# Analysis of Utility of IPUMS data.

In [1]:
import itertools

import matplotlib.pyplot as plt

from scipy.spatial import KDTree

from statsmodels.discrete.discrete_model import Logit
from statsmodels.regression.linear_model import OLS
from statsmodels.tools.tools import add_constant

from helper_functions import *

In [2]:
train_data = pd.read_csv("../Data/IPUMS/non_normalized_cleaned_ipums_data.csv")

In [3]:
train_data

Unnamed: 0,incwage,years_of_educ,potential_experience,non_white,sex
0,11000,16.000000,18.000000,0,1
1,38000,15.000000,23.000000,0,0
2,7000,13.000000,2.000000,0,0
3,2600,11.000000,0.000000,0,0
4,20800,12.000000,33.000000,1,0
...,...,...,...,...,...
197751,22500,16.000000,13.000000,0,0
197752,4500,16.000000,11.000000,0,1
197753,37000,17.737673,19.262327,0,0
197754,1500,15.000000,13.000000,0,1


In [4]:
sXs_mnl = [pd.read_csv("../Data/IPUMS/Synthetic Datasets/gmm_and_mnl_" + str(i) + ".csv") for i in range(20)]
# ad_sXs_mnl = [pd.read_csv("../Data/SK/Synthetic Datasets/ad_gmm_and_mnl_" + str(i) + ".csv") for i in range(20)]
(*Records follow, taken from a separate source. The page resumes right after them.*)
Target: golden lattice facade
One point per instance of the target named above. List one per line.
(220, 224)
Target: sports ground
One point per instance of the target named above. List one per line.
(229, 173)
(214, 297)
sXs_cart = [pd.read_csv("../Data/IPUMS/Synthetic Datasets/gmm_and_cart_" + str(i) + ".csv") for i in range(20)]
# ad_sXs_cart = [pd.read_csv("../Data/SK/Synthetic Datasets/ad_gmm_and_cart_" + str(i) + ".csv") for i in range(20)]

sXs_synthpop = [pd.read_csv("../Data/IPUMS/Synthetic Datasets/synthpop_baseline_" + str(i) + ".csv") for i in range(20)]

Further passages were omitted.